A new anticoagulant, apixaban (Eliquis), is used to reduce the risk of stroke in patients with atrial fibrillation. The animal data suggest low risk and, when combined with the indication, the drug should not be withheld because of pregnancy.
The animal data for the anticonvulsant perampanel (Fycompa) suggest risk, but the absence of human pregnancy experience prevents a full assessment of the embryo-fetal risk. If the drug is used in pregnancy, physicians are encouraged to recommend that their patients enroll in the North American Antiepileptic Drug Pregnancy Registry by calling 1-888-233-2334.
The antidote, glucarpidase (Voraxaze), is used to treat toxic levels of methotrexate. Because methotrexate is contraindicated in pregnancy, it appears that there will be few opportunities for use of this drug in a pregnant woman. The same can be said for the antilipemic agent, lomitapide (Juxtapid). Decreasing the levels of lipids and cholesterol offers no benefit in pregnancy. The manufacturer classifies the agent as contraindicated because of the toxicity observed in three animal species.
Among the new antineoplastic agents approved, six are kinase inhibitors. Of these, five are in the subclass of tyrosine kinase inhibitors (trade name; indication): Axitinib (Inlyta; renal cancer), bosutinib (Bosulif; leukemia), cabozantinib (Cometriq; thyroid cancer), ponatinib (Iclusig; leukemia), and ziv-aflibercept (Zaltrap; colorectal cancer). The sixth kinase inhibitor is a multikinase inhibitor: regorafenib (Stivarga; colorectal cancer).
Other new antineoplastics are the antiandrogen enzalutamide (Xtandi; prostate cancer but could be used for other cancers), the proteasome inhibitor carfilzomib (Kyprolis; multiple myeloma), and the protein synthesis inhibitor omacetaxine (Synribo; leukemia). Pertuzumab (Perjeta; breast cancer) is a monoclonal antibody that is given in combination with trastuzumab and docetaxel. Vismodegib (Erivedge; basal cell cancer) is a miscellaneous antineoplastic that has been associated with amenorrhea in clinical trials. Animal data suggest risk of embryo-fetal harm.

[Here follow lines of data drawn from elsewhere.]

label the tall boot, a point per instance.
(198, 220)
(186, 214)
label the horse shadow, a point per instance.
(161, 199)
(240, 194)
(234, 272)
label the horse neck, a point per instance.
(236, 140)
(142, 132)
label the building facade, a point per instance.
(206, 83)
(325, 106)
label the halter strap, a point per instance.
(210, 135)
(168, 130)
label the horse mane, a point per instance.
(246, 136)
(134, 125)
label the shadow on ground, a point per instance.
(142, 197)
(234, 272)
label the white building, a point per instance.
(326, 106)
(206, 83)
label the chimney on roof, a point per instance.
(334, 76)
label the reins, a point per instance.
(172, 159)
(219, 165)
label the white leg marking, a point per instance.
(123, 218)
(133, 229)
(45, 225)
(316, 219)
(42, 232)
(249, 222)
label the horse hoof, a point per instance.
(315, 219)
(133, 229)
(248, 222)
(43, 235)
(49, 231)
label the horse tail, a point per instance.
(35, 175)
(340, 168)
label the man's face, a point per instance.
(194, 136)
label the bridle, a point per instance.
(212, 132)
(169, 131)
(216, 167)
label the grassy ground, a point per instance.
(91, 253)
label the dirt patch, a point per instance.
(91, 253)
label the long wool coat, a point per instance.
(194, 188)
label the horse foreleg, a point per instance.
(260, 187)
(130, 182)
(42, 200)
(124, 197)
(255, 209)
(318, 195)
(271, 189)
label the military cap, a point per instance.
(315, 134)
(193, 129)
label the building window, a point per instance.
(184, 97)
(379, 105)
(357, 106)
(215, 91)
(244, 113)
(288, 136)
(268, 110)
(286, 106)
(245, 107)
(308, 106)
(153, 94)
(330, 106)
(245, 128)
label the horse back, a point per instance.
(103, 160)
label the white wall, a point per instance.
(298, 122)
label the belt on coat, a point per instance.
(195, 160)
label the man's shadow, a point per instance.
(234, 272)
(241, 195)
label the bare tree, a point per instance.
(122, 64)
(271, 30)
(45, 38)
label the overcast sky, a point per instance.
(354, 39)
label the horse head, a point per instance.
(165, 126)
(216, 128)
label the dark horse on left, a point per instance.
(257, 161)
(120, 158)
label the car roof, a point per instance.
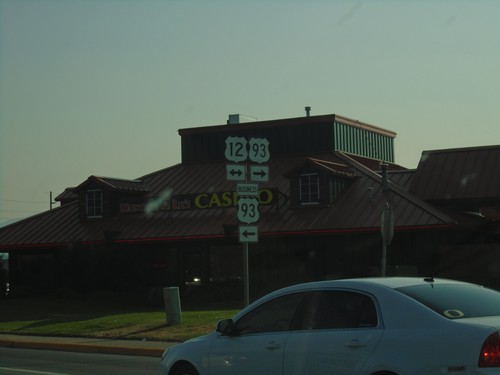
(387, 282)
(366, 284)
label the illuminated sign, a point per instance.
(202, 201)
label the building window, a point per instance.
(336, 186)
(309, 188)
(95, 204)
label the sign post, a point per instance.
(238, 150)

All of the above antineoplastics are contraindicated in pregnancy because their mechanisms suggest the potential for embryo-fetal harm. However, if a drug is the best choice for a woman with a severe or a potentially fatal disease, it should not be withheld because the maternal benefit should far outweigh the unknown embryo-fetal risk.
Bedaquiline (Sirturo) is a new antituberculosis agent that can be used in pregnancy because of the low risk in animal studies and its indication. The dermatologic agent, ingenol mebutate (Picato) is used topically for actinic keratosis and appears to be compatible in pregnancy, because blood levels of the drug and two of its metabolites were below the lower limit of quantification (0.1 ng/mL).

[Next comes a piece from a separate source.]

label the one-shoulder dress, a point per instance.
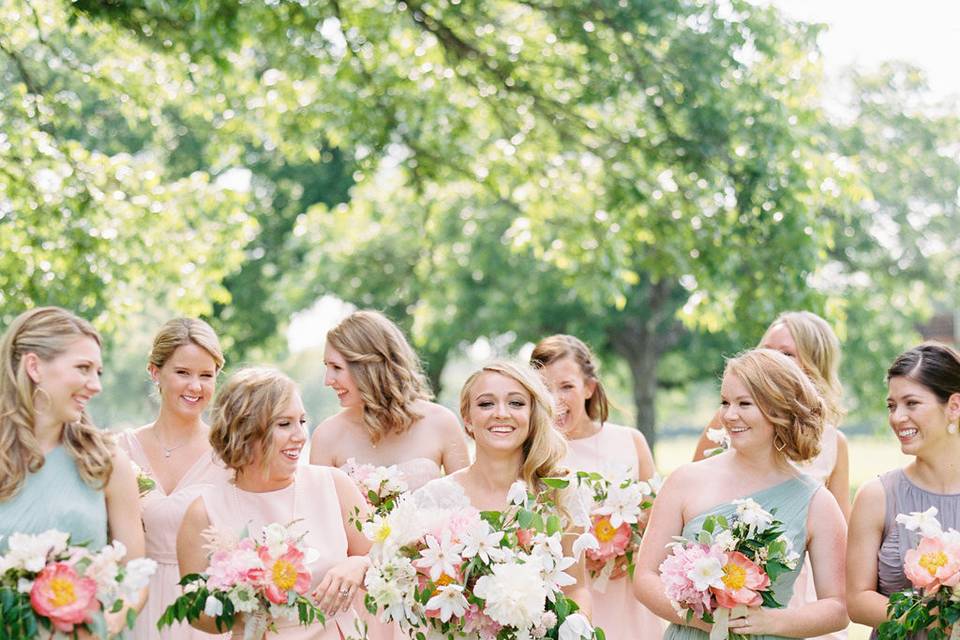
(790, 500)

The three endocrine/metabolic agents are ivacaftor (Kalydeco; cystic fibrosis), taliglucerase alfa (Elelyso; Gaucher disease), and pasireotide (Signifor; Cushing’s disease). The animal data for ivacaftor suggest low risk. Taliglucerase alfa appears to be compatible in pregnancy because it might reduce the risk of spontaneous abortion and bleeding complications. However, based on animal data, if a pregnant woman takes pasireotide, she should be informed of the potential risk, including abortion, to her embryo and/or fetus.

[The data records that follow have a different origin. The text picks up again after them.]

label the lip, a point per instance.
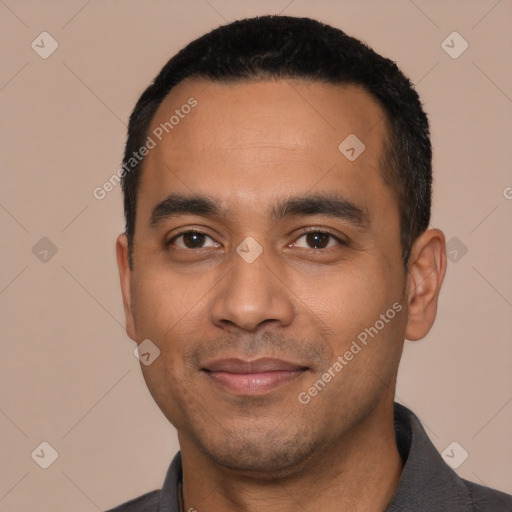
(252, 378)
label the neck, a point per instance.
(359, 472)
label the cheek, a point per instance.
(167, 303)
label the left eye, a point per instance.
(319, 240)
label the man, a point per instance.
(277, 182)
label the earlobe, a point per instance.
(427, 267)
(125, 276)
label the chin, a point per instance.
(259, 453)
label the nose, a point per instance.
(252, 293)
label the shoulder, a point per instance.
(148, 502)
(485, 498)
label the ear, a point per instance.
(427, 267)
(125, 275)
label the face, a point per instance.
(286, 261)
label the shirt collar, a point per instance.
(426, 483)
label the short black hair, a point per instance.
(284, 47)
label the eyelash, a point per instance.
(304, 231)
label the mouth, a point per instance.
(252, 378)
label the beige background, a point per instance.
(69, 376)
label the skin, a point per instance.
(249, 145)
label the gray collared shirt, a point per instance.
(427, 483)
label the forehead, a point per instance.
(242, 140)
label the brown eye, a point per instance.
(191, 240)
(319, 240)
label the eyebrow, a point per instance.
(330, 205)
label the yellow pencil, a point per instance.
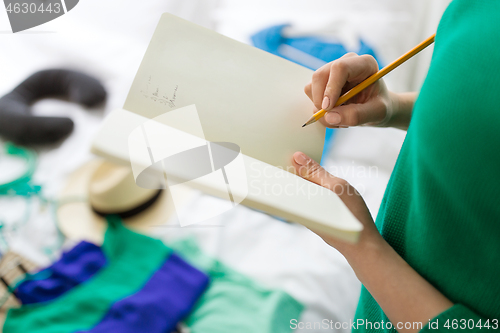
(381, 73)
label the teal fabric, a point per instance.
(233, 302)
(441, 209)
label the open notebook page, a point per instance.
(243, 95)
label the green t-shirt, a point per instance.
(441, 209)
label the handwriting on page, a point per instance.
(157, 95)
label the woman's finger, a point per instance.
(309, 169)
(352, 69)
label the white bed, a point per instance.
(108, 39)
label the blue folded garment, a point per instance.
(271, 40)
(74, 267)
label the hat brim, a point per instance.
(77, 220)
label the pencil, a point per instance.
(372, 79)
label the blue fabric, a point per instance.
(166, 299)
(270, 39)
(73, 268)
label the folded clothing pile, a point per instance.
(134, 283)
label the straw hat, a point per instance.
(100, 187)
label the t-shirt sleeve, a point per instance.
(460, 318)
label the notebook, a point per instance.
(198, 92)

There are four gastrointestinal agents: crofelemer (Fulyzaq; antidiarrheal), linaclotide (Linzess; laxative), teduglutide (Gattex; short bowel syndrome), and the combination of sodium picosulfate, magnesium oxide, and citric acid (Prepopik; osmotic laxative). All appear to be compatible in pregnancy because of limited, if any, absorption (crofelemer, linaclotide, and sodium picosulfate) or because it is an analogue of a naturally occurring peptide (teduglutide).